I am not taking Linear Algebra next semester, I am doing it out of pure interest.
Thanks, I want to see proofs. Is there a version with that included? Is it better to understand Linear Algebra from a computational point, then theoretical, or is it better to learn theoretical then practical or both at the same time?
i'm assuming you're serious and are hoping to get a good base for studying math (e.g. not looking for simple bullshit "linear algebra" for engineers)
Pick up "Linear Algebra - Hoffman & Kunze". Read slowly with pencil and paper, if you don't understand a word or sentence wait and reread and check some small examples until you do. Do every exercise (it's fine if you can't do 1 or 2 per chapter, but only if you try hard to do them and give up after a long while).
The third three chapters will serve you well.

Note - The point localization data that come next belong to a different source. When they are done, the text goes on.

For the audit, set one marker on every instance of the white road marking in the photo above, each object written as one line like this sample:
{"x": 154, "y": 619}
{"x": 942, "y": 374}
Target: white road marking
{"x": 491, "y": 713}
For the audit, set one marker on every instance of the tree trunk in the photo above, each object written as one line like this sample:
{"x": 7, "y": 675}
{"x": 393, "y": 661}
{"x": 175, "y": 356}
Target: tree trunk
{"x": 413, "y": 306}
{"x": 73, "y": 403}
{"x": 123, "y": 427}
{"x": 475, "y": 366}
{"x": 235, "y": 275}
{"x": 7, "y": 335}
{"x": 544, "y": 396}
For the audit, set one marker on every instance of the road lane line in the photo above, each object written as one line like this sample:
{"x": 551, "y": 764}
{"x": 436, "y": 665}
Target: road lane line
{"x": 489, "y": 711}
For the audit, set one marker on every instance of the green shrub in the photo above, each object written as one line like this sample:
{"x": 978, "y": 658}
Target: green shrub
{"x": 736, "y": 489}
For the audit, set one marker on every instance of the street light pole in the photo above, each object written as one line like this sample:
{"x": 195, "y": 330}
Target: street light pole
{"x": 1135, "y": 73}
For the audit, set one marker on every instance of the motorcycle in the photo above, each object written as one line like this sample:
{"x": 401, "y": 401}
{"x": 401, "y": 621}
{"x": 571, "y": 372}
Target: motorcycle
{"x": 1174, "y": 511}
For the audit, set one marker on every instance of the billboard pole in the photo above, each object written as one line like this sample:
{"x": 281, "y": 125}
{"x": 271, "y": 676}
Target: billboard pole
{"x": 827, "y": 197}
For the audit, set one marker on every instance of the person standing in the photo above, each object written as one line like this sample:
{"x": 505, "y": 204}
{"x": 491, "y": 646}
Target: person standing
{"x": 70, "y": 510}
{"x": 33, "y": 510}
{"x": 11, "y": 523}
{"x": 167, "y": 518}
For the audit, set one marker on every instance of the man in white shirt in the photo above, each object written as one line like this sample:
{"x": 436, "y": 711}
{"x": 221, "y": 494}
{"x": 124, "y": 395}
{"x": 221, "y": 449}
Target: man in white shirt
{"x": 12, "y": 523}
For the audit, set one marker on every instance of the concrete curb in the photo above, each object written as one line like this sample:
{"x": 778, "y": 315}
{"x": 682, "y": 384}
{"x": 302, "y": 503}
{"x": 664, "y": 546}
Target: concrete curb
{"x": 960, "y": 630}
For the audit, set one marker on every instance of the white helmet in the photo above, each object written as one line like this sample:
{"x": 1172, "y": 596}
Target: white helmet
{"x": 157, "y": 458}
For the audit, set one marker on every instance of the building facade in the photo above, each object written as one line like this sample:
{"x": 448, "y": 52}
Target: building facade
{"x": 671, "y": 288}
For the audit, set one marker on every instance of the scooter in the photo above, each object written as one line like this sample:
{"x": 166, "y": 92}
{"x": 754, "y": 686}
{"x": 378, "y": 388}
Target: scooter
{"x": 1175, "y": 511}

It's always better to read an actual book instead of meme "courses". Axler's and Hoffman's are both great. Pick one of them and read on.
Run through a linear algebra textbook with your programming language of choice and just play around with arrays.
Translate methods for array transformations or problem evaluation into functions instead of importing or using libraries. You can probably get it all done in three days if you're dedicated.
Okay great, thanks.
The full Linear Algebra Done Right is what you want
golibgen.io
Hoffman and Kunze is the standard for rigorous LA but it will take longer than 3 days.
ok thanks i intend to turn off my laptop, phone, etc and grin this out or 3 days straight.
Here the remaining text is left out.